I'll take the EPA, in the balance, but not without some frustration. I
was
born with hyper-individualism, too. And I really *like* carbon
tetrachloride. My precious, dwindling supply, which I keep next to my
four-pound bottle of mercury, has saved my bacon on some really tough
tapping jobs in hard steel....but maybe we shouldn't go there....


there are certainly some ridiculous outcomes, the panic over bottles or
spills of metallic mercury being one, however on the balance I cannot
imagine any other mechanism for dealing with the "tragedy of the
commons". We need to ensure that the full costs of something, and that
includes costs that accrue elsewhere - the example of acid rain, or
rivers poisoned by phosphates are both good examples - as are the
earthquakes in Arkansas from fracking, and of course photochemical
smog. If we could price these things so the creator pays then the "free
market" might work, but there is no practical mechanism to include
these effects in pricing.

Right. The horror story that I remember from my first engagement with
pollution issues was mine tailings in Lake Superior. The attitude of the
mining companies was incredible. They claimed it wasn't their problem.

So, we struggle along with an agency that has to do things that are
going to annoy people, or cost them money. So be it. There's no going
back, for those of us old enough to remember how dismal things looked
before there was an EPA.

--
Ed Huntress


Actually phosphorous in wastewater is not just a pollution issue. It is
also a matter of cost for sewage treatment plants. Removing phosporous
is the most complex and costly step in sewage treatment.

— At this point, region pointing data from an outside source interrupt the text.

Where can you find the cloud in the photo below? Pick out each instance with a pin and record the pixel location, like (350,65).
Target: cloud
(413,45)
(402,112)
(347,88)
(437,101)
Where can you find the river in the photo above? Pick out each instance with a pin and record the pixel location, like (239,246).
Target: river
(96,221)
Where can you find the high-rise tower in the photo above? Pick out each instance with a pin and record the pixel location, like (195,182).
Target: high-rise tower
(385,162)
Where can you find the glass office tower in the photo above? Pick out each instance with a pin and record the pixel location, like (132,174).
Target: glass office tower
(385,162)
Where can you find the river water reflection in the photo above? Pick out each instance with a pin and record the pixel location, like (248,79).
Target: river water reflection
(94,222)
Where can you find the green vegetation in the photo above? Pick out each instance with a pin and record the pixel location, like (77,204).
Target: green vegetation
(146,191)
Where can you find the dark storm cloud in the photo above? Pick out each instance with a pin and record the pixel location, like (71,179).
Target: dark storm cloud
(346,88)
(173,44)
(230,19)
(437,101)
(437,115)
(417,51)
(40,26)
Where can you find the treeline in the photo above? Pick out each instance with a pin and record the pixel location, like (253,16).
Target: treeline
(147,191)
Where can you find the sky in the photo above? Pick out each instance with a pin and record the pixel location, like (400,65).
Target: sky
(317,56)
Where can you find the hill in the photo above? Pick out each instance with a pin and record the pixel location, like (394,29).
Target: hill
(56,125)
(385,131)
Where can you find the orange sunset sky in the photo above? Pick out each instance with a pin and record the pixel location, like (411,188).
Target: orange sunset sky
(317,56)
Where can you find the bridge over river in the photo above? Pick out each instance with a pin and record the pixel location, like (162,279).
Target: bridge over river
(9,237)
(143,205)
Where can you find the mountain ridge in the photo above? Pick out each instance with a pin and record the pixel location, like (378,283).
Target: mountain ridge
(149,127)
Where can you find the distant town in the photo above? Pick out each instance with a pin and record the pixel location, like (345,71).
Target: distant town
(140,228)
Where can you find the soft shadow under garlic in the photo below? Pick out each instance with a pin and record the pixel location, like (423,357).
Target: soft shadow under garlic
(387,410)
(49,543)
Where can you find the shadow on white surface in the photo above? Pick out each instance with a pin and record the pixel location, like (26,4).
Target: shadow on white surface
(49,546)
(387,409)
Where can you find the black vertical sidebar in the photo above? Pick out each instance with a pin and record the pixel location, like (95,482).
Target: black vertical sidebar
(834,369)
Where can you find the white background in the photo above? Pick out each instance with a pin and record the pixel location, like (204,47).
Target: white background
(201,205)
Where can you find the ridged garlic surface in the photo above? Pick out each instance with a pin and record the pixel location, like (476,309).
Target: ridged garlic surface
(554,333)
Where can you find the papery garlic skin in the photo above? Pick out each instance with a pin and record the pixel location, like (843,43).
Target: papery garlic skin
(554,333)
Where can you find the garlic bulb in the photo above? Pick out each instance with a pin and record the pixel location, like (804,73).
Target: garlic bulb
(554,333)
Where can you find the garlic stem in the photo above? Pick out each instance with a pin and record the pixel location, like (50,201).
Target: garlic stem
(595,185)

Well, based on some discussion in the (legitimate) greenie press out here
a few years back, they don't even try in most of the wastewater treatment
in this area.

It requires a biological holding pool, right? Algae or something.

--
Ed Huntress


There are special phosphorous absorbing algae, but most use reactions with
various inorganic compounds that require a specific pH. Then the precipate
has to be filtered or allowed to settle, then the pH re-adjusted.